The Switch, in a way, is two movies at war with itself: an off-the-wall sex comedy and a touching story of a high-functioning special-needs adult helping his high-functioning special-needs son learn to navigate the world. Bateman’s performance is a strong though subtle one. This isn’t Rain Man and he wisely doesn’t play it that way. Wally and Sebastian seem have some form of Asperger’s or, perhaps more accurately, Sensory Processing Disorder. The movie never addresses these issues from a medical standpoint but it handles them deftly, especially considering the film’s premise. Sebastian, with his penchant for collecting picture-less picture frames, laser like focus on specific topics and sensitivity towards sound, casts a somewhat sad yet adorable shadow. Robinson does a solid job of being both mystifying in his reaction to the world and mystified by the world’s reaction to him. He walks a fine line; being cute without ever crossing over to cloying.

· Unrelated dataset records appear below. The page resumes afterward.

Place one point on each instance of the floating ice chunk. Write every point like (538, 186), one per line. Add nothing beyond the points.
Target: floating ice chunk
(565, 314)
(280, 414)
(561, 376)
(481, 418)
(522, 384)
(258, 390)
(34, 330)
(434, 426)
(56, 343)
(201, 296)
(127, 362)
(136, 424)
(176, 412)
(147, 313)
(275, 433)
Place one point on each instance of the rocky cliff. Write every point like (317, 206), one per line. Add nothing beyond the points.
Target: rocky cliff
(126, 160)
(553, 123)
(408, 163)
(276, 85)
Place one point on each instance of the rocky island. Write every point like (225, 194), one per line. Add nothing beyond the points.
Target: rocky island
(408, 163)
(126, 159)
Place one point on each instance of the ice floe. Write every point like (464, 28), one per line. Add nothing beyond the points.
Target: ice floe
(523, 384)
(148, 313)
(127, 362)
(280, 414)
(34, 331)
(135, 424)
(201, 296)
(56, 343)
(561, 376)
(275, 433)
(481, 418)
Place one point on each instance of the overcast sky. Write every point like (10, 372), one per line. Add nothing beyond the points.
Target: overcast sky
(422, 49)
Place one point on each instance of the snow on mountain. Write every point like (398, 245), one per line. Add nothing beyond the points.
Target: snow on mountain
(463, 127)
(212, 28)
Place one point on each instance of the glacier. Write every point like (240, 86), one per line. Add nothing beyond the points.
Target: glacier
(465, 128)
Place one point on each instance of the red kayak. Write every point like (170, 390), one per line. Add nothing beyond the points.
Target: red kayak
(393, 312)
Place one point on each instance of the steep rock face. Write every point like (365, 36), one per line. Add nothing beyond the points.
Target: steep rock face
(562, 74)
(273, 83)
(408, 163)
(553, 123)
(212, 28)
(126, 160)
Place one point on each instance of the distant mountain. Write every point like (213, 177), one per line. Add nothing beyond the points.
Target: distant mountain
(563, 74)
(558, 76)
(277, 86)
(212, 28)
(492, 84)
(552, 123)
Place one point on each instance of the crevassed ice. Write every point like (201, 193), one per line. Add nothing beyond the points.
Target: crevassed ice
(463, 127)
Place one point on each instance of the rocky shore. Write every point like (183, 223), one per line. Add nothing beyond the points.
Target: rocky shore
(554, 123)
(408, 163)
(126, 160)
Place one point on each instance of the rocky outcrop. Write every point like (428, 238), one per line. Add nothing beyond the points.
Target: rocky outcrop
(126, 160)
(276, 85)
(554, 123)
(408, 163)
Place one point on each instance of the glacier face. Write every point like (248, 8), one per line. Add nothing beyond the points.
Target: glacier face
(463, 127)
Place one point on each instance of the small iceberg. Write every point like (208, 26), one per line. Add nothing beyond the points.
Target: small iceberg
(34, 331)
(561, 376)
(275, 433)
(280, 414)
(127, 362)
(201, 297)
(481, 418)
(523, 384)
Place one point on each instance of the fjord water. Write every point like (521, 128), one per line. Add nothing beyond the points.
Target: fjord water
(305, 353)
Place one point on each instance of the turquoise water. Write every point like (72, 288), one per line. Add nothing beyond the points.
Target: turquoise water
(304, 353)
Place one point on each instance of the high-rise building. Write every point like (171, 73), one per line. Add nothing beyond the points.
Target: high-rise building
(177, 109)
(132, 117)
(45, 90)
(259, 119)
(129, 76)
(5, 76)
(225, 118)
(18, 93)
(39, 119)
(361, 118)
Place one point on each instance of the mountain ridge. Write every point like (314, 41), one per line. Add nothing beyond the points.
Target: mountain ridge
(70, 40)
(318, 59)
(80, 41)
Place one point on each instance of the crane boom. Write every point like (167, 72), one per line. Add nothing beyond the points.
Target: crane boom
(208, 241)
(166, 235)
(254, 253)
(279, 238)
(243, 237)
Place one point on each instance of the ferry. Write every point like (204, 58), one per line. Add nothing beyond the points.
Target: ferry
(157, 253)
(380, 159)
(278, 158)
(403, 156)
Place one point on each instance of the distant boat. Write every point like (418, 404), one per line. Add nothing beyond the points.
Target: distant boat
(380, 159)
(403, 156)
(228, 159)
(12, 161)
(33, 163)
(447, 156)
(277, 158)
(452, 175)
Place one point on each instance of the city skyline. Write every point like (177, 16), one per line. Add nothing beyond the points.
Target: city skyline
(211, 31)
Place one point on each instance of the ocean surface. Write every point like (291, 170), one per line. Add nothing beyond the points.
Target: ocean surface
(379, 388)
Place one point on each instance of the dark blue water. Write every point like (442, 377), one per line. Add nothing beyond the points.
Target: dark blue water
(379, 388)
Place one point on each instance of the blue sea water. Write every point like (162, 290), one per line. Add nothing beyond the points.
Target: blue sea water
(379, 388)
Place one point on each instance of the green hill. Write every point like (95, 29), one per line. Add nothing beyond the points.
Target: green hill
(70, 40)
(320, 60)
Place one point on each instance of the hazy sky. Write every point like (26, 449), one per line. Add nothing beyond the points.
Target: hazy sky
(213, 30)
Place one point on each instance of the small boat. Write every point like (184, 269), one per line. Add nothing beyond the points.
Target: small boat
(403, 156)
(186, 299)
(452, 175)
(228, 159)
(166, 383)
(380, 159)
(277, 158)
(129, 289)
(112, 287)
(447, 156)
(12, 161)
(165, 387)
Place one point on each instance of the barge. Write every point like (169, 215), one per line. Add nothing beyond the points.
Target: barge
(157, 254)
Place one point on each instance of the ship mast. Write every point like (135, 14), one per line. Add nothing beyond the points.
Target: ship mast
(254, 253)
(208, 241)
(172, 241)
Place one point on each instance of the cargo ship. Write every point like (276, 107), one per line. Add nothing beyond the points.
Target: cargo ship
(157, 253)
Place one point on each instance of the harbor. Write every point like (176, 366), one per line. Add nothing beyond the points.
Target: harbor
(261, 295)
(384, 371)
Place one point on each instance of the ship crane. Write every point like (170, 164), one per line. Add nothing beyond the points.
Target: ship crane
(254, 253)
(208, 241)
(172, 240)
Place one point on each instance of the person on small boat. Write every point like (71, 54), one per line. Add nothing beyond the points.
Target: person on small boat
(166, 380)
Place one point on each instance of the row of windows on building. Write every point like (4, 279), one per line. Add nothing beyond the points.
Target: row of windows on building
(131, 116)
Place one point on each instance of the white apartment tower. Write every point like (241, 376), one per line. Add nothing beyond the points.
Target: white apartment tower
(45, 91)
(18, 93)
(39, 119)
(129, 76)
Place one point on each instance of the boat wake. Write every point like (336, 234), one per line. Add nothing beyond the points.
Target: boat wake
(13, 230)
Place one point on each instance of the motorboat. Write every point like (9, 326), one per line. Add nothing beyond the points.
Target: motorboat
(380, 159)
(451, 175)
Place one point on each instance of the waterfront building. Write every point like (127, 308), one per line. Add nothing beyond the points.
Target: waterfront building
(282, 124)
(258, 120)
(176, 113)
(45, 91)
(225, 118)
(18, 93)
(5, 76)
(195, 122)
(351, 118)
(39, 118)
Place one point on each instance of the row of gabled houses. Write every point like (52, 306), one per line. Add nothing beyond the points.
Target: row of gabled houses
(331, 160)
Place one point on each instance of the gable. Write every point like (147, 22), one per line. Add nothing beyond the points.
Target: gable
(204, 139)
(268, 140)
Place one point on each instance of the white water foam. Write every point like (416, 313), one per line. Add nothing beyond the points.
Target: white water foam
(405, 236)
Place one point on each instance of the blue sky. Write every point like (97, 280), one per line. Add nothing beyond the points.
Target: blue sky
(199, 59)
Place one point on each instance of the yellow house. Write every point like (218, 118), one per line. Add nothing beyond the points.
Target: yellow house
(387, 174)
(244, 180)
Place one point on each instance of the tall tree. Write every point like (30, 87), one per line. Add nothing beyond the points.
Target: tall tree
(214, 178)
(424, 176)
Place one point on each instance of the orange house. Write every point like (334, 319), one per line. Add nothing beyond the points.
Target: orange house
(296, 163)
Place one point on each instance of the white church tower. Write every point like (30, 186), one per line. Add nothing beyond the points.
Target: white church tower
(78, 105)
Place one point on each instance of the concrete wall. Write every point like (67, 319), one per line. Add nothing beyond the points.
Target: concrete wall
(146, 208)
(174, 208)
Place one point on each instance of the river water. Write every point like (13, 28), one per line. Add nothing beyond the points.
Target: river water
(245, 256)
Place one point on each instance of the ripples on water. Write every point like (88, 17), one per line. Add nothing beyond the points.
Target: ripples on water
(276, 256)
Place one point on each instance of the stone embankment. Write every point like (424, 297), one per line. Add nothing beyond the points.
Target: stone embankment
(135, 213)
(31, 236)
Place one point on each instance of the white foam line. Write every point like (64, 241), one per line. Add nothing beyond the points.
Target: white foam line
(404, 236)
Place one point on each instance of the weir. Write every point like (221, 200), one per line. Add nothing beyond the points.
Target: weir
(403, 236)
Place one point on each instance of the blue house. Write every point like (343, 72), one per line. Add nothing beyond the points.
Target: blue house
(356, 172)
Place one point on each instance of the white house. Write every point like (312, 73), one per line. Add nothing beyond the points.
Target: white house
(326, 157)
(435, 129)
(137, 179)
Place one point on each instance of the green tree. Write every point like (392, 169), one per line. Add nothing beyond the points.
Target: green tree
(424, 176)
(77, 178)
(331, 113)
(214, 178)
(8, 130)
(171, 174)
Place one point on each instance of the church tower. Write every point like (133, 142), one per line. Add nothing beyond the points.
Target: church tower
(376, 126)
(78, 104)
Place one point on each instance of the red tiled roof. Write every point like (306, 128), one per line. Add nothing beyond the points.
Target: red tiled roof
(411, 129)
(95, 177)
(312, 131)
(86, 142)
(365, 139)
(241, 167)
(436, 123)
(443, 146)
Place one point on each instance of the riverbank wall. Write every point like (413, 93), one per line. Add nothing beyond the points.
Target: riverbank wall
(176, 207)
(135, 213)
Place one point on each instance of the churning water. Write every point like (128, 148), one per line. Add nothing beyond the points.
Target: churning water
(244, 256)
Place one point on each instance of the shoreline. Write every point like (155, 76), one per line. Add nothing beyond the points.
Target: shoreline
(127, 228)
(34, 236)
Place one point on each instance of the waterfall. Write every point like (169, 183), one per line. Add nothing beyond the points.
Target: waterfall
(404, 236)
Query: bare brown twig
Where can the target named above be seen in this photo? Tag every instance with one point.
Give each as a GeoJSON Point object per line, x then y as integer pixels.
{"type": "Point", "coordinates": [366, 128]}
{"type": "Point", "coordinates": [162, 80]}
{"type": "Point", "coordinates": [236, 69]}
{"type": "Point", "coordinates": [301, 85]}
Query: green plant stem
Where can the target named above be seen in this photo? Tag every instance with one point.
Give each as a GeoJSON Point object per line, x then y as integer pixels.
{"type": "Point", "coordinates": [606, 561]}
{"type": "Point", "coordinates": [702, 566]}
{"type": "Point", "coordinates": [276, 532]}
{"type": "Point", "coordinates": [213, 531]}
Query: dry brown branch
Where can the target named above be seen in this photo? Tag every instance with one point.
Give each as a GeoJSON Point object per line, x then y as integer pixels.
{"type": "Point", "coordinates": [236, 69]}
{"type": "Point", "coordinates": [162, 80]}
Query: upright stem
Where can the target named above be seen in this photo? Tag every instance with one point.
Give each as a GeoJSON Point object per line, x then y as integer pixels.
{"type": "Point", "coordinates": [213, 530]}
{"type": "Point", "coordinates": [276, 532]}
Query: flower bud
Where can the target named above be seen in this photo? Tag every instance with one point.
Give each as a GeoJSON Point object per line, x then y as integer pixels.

Aniston and Bateman share an effortless chemistry. Perhaps it’s their shared background in sitcoms but they fall into an easy and natural rhythm. Make no mistake, the film is formulaic. It is, after all, a rom-com. But it’s well executed even if its tone is a bit wobbly due the incongruent storylines. The film truly shines when it focuses on Wally’s relationship with Sebastian instead of Kassie. But, flawed though it might be, it’s infinitely strong than vast majority of romantic comedies Hollywood has been churning out as of late.